Verdeling van de erfenis

De afspraken die de Engelsen tijdens de oorlog maakten met de Fransen, de zionisten en diverse Arabische leiders waren vaak onderling niet consistent. De zogenaamde Balfour Verklaring (1917, in de laatste dagen van het Ottomaanse Rijk) beloofde de Europese zionistische leiders een “nationaal tehuis in Palestina” terwijl Sharif Husayn (de Arabische leider, in Mekka) in de veronderstelling verkeerde dat een groot deel van dit gebied volgens zijn afspraken met de Engelsen tot de toekomstige “Arabische staat” zou gaan behoren. De Engelse diplomatie en met name de complexe relaties tussen de afspraken met Husayn, de Europese zionisten, de Sykes-Picot Overeenkomst (Engeland-Frankrijk) en de Balfour Verklaring heeft tot blijvend ressentiment geleid bij de Arabieren. Charles D. Smith is hiervoor een belangrijke en overzichtelijke bron. Het koloniale systeem heeft in het Midden-Oosten verhoudingsgewijs kort geduurd, maar heeft daar en zeker in Palestina, grote invloed gehad op de latere geschiedenis.

 

Literatuursuggesties:

1. Smith, Charles D. Palestine and the Arab-Israeli Conflict. A History with Documents. Boston/NY, Bedford/St. Martin’s, 7e ed., 2010.
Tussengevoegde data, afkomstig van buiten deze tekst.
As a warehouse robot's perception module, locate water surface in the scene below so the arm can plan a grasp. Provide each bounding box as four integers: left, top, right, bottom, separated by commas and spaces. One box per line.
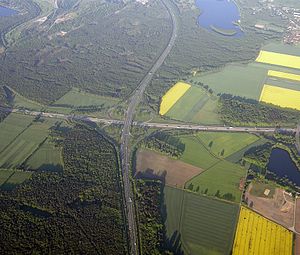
267, 148, 300, 186
196, 0, 243, 37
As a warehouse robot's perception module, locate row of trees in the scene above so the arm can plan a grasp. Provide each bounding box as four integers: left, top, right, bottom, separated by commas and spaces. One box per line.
219, 94, 300, 127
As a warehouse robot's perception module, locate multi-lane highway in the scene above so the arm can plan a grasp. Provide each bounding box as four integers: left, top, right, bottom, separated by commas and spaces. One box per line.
0, 106, 300, 134
120, 0, 177, 255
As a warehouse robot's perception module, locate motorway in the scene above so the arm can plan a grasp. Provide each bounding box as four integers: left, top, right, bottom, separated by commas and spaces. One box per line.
0, 106, 300, 134
120, 0, 177, 252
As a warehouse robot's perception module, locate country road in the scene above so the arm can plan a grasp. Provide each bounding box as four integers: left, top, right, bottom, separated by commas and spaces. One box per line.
120, 0, 177, 255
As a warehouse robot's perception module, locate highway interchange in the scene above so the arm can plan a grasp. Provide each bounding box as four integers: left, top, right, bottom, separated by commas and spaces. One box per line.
0, 0, 296, 255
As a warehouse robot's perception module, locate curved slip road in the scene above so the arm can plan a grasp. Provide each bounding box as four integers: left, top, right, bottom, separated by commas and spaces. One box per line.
120, 0, 177, 255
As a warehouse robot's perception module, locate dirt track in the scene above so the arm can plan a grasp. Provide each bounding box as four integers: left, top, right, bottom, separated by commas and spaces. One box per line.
135, 150, 203, 188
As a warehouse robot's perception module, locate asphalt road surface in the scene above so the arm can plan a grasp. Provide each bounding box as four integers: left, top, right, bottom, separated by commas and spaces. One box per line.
0, 106, 300, 133
120, 0, 177, 255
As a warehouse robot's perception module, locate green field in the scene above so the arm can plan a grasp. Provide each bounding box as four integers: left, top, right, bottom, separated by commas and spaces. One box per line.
250, 180, 277, 198
0, 113, 34, 153
262, 41, 300, 56
190, 43, 300, 100
53, 88, 118, 108
25, 139, 63, 171
13, 93, 45, 111
180, 135, 246, 202
191, 64, 268, 100
225, 138, 267, 163
164, 187, 239, 255
185, 160, 246, 202
180, 136, 220, 169
0, 169, 32, 187
197, 132, 259, 158
166, 86, 220, 124
0, 116, 56, 168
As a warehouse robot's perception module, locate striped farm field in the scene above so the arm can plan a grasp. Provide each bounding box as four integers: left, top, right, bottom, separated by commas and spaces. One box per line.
159, 82, 191, 115
256, 50, 300, 69
232, 207, 293, 255
268, 70, 300, 81
164, 186, 238, 255
259, 84, 300, 110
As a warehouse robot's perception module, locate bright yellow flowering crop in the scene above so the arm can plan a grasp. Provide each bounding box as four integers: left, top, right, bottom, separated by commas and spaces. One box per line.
232, 207, 293, 255
268, 70, 300, 81
159, 82, 191, 115
256, 50, 300, 69
259, 85, 300, 110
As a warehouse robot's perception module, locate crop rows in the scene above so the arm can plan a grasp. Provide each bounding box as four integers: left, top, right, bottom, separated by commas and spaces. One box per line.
233, 207, 293, 255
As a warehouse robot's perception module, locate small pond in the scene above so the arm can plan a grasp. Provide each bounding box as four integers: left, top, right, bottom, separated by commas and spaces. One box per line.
0, 6, 18, 17
267, 148, 300, 186
196, 0, 243, 37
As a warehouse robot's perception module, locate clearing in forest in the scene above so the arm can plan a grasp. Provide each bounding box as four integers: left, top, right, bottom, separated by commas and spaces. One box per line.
159, 82, 191, 115
0, 169, 32, 189
259, 84, 300, 110
0, 115, 57, 169
232, 207, 293, 255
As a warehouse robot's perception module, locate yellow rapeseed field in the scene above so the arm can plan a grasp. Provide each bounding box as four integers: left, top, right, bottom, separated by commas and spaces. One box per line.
159, 82, 191, 115
232, 207, 293, 255
268, 70, 300, 81
256, 50, 300, 69
259, 85, 300, 110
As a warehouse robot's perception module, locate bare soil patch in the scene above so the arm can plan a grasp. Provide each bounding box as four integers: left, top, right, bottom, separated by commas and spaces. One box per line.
245, 184, 295, 228
135, 149, 203, 188
295, 197, 300, 233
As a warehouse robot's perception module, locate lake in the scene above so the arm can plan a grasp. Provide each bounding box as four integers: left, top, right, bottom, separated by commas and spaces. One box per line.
267, 148, 300, 186
196, 0, 243, 37
0, 6, 18, 17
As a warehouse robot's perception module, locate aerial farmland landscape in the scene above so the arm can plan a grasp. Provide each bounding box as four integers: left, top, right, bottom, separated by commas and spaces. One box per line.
0, 0, 300, 255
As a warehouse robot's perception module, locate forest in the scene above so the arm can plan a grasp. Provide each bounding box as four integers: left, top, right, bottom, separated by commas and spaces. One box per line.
0, 125, 127, 255
219, 94, 300, 127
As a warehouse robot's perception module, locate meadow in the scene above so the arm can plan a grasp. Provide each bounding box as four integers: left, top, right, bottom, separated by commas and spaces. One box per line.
185, 160, 246, 202
268, 70, 300, 81
0, 113, 34, 152
233, 207, 293, 255
190, 64, 267, 99
189, 43, 300, 100
51, 88, 119, 109
256, 50, 300, 69
164, 187, 238, 255
180, 136, 220, 169
166, 86, 220, 124
159, 82, 191, 115
197, 132, 259, 158
0, 115, 56, 169
0, 169, 32, 188
135, 149, 203, 188
180, 132, 247, 202
259, 84, 300, 110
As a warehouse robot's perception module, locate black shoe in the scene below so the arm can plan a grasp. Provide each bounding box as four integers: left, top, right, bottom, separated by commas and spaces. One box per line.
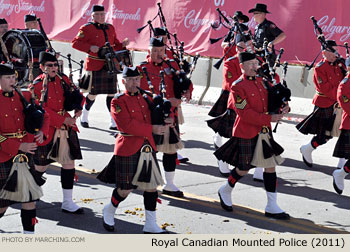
219, 169, 230, 178
218, 192, 233, 212
333, 176, 343, 195
80, 121, 89, 128
29, 169, 46, 186
265, 212, 290, 220
179, 158, 190, 164
302, 155, 312, 168
62, 208, 84, 214
163, 190, 184, 198
102, 220, 114, 232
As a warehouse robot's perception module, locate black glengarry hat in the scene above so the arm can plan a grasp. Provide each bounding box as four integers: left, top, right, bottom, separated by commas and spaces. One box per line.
233, 11, 249, 23
0, 63, 16, 75
238, 52, 256, 63
248, 3, 270, 13
149, 37, 165, 47
92, 4, 105, 12
154, 27, 166, 37
39, 51, 57, 65
123, 66, 140, 78
24, 14, 36, 22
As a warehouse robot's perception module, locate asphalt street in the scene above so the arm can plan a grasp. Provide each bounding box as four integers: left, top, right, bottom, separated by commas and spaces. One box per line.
0, 95, 350, 234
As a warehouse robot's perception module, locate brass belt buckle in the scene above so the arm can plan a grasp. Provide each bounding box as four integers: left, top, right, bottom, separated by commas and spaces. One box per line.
12, 154, 29, 163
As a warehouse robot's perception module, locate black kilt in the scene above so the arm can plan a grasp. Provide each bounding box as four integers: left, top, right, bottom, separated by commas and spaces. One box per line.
333, 129, 350, 159
0, 152, 34, 208
295, 105, 335, 135
97, 151, 157, 190
34, 128, 83, 166
214, 135, 259, 171
89, 66, 118, 95
208, 90, 230, 117
207, 109, 237, 138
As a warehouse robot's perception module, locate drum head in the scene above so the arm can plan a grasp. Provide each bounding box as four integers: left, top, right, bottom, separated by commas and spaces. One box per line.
2, 29, 47, 85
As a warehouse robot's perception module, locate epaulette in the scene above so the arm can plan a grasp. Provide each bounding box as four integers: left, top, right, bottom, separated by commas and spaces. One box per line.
316, 61, 324, 67
232, 77, 243, 85
340, 77, 349, 84
226, 55, 237, 61
114, 93, 125, 99
33, 78, 42, 85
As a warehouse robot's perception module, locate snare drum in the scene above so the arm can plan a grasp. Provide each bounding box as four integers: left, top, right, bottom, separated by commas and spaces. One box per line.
2, 29, 47, 85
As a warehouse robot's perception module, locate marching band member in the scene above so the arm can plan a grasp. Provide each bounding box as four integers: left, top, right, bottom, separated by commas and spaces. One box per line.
139, 37, 193, 197
0, 64, 49, 234
214, 52, 290, 220
98, 67, 171, 233
33, 51, 84, 214
333, 63, 350, 194
72, 5, 129, 130
296, 40, 345, 167
24, 14, 39, 30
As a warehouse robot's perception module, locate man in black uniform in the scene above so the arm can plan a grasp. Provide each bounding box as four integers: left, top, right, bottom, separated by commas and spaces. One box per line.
249, 3, 286, 48
24, 14, 39, 30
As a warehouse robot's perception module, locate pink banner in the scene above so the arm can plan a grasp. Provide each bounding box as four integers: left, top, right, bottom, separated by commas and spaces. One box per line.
0, 0, 350, 63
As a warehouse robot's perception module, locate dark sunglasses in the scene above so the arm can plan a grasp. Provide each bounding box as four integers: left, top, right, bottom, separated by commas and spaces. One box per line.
45, 63, 58, 67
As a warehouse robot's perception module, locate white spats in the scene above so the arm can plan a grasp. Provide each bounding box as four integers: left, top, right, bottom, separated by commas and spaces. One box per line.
143, 210, 166, 234
102, 202, 117, 226
61, 189, 82, 213
300, 142, 315, 167
265, 192, 284, 214
253, 167, 264, 182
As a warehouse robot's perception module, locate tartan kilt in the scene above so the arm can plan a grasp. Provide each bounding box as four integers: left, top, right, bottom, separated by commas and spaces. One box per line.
208, 90, 230, 117
207, 109, 237, 138
295, 105, 335, 135
333, 129, 350, 159
97, 151, 157, 190
214, 135, 259, 171
0, 152, 34, 208
89, 66, 118, 95
34, 128, 83, 166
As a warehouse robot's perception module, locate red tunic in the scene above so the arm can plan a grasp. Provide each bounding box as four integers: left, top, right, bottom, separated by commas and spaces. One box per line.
33, 74, 79, 145
231, 75, 271, 139
337, 74, 350, 130
111, 92, 157, 157
72, 23, 123, 71
312, 59, 344, 108
0, 90, 49, 163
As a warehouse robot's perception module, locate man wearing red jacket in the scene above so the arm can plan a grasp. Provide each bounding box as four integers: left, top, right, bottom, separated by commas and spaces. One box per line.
333, 66, 350, 194
139, 37, 193, 197
33, 51, 84, 214
98, 67, 169, 233
72, 5, 129, 130
214, 52, 289, 220
0, 64, 49, 234
296, 40, 345, 167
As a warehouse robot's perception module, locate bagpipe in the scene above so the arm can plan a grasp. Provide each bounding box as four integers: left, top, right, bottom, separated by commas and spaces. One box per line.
162, 59, 192, 99
137, 3, 200, 78
258, 41, 291, 132
211, 8, 253, 69
306, 16, 346, 77
137, 67, 172, 145
14, 63, 47, 135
2. Quataert, Donald. The Ottoman Empire, 1700-1922. 2nd ed. Cambridge, UK; New York: Cambrige University Press, 2005.

Sites en zoektermen:

1. Christians in ottoman Palestine

2. Theodor Herzl ottoman sultan

3. England Disraeli Suez Canal

4. Ottoman land laws

5. Ottoman History Podcast

CITAAT:

“As the laws regulating the purchase, sale, and disposal of real property are common to all the subjects of my empire, it shall be lawful for foreigners to possess landed property in my dominions, confronting themselves to the laws and police regulations, and bearing the same charges as the native inhabitants, and after arrangements have been come to with foreign powers.” Proclamatie van Sultan Abdul Majid, februari 1856; geciteerd door Charles D. Smith, pag. 48.